On my second point, ad networks at large have a reputation for not always being completely honest with clients. This is another issue I’ve written on in the past. In response to this particular incident, Shane Steele, Tremor’s VP marketing, was quoted saying, “It’s a very nuanced space, which makes it complicated”. Actual pre-roll video is indeed more complicated than display, but the ads at issue here were display ads. They just happened to be running video creative. So answers like this don’t help build credibility for networks and they certainly don’t help build the trust that’s so essential for major brands to fully leverage the medium.

Tod Sacerdoti summed it up well when he said, “There is a gap between what an advertiser thinks they are buying and what they are [actually] buying.” This gap occurs far too often today and it needs to be closed before the medium can fully mature.

A very smart publisher

I just read a great piece by Michael Zimbalist of the New York Times Company on paidcontent .org.
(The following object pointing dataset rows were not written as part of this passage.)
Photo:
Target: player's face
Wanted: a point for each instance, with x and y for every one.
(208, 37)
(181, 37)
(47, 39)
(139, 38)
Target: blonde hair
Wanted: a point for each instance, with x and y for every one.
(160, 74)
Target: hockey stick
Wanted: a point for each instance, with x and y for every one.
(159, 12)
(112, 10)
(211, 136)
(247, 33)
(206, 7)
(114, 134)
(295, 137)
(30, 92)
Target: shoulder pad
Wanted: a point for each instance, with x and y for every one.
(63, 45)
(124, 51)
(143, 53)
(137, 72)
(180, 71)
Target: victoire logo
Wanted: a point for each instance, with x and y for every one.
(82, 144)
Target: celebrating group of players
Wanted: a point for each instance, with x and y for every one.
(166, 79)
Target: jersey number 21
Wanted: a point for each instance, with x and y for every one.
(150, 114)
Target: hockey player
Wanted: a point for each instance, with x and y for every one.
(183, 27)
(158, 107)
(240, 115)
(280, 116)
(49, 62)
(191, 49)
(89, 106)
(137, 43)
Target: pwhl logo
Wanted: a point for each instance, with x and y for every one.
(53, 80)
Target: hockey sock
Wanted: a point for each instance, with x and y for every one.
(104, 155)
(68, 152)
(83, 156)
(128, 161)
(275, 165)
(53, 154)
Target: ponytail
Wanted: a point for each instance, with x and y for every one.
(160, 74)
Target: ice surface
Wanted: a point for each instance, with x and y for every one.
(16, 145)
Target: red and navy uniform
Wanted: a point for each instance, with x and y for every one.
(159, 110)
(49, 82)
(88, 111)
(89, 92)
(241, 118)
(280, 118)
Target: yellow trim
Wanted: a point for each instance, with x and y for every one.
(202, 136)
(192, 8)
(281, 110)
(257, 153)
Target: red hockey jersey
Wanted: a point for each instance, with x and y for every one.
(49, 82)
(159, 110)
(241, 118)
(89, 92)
He clearly has a deep and precise understanding of the substantive issues at play in the channel conflict debate.  The more other major publishers and the market at large understand the distinctions he’s helping to clarify here, the better off we’ll all be. We’ve certainly done our part to help clarify terminology and to help publishers prevent channel conflict, so it’s great to see smart publishers joining that effort.